With such a diverse, dispersed and mature workforce, Australia Post faces some unique challenges in creating a future-focused culture. Yet like so many other organisations across Australia, we’ve recognised the need to transform our operations in the face of significant market disruption.
During my keynote at a recent HR summit, I had an opportunity to reflect on our journey so far and share what we’ve learned with some of Australia’s leading HR professionals. Unsurprisingly, we’re not alone in grappling with a transformed marketplace where the pace of change will only continue to accelerate.
We have a long history of preparing for the future
Australia Post is one of Australia’s biggest employers with 35,000 employees and an extended workforce of more than 70,000, which includes our delivery contractors and retail licensees.
Almost half our people are aged over 50, giving us a much more mature cohort than the average Australian workforce. The average tenure here is more than 10 years, which means we also have very experienced people who know our customers and are committed to meeting the needs of their community.

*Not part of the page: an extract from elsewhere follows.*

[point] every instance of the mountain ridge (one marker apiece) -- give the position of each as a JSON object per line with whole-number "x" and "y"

Change is not new to our organisation. For over 200 years, our primary focus was on delivering letters, but we’re now witnessing a transformational shift as the rise of online shopping sees our parcel delivery business taking over.
During the 2018 Christmas peak, we processed over 3 million parcels in one day where we once would have struggled with 700,000. To handle higher parcel volumes, we’ve invested in parcel automation but unlike most postal organisations around the world, we’ve pivoted our business without reducing head count.
Other challenges, which will be familiar to most organisations, include heightened competition with new disruptors. In our case, this means we need to keep exceeding customer expectations for their parcel delivery experience. As we adapt to technology, we’re also responding to the opportunities it brings. With the right skills we can capture a new share of growing business areas. Our Workforce Verification solution is one example of this.
Attracting and retaining talent
At one extreme, we have almost 12,000 baby boomers on our payroll. At the other, we are bringing on Generation Z and millennials (about 9,000 employees now and growing). Designing an employee experience that attracts and retains talent across five very different generations means understanding that one size can’t fit all.
For example, baby boomers need support with transitioning to retirement as they continue to play an important role in mentoring our younger generations. Generation Z is more interested in virtual work opportunities, and seeks out ways to co-create and make a more positive environmental impact. Like their millennial siblings, they expect more flexibility in the way they interact with an organisation.
Developing our future leaders
We’re taking empowerment beyond just a feeling to a way of growing through ownership and action. And so we’re equipping current and future leaders to have the right conversations and build their internal resilience.
We’ve also shifted our leadership training from one-off courses to ongoing programs that embed changes in team relationship management. More than 1,200 leaders have participated in these programs. More broadly, 28,000 staff have used The Delight Program to positively handle change.
These programs focus on the whole person and not just job skills. They help our employees listen more effectively, and choose a more positive attitude and response. This helps them engage with customers and is also a valuable skill they can take home to their families.
All of these initiatives are creating tangible impact. Together, they will help us build a stronger, more engaged workforce across five generations and keep our people at the forefront of our future success.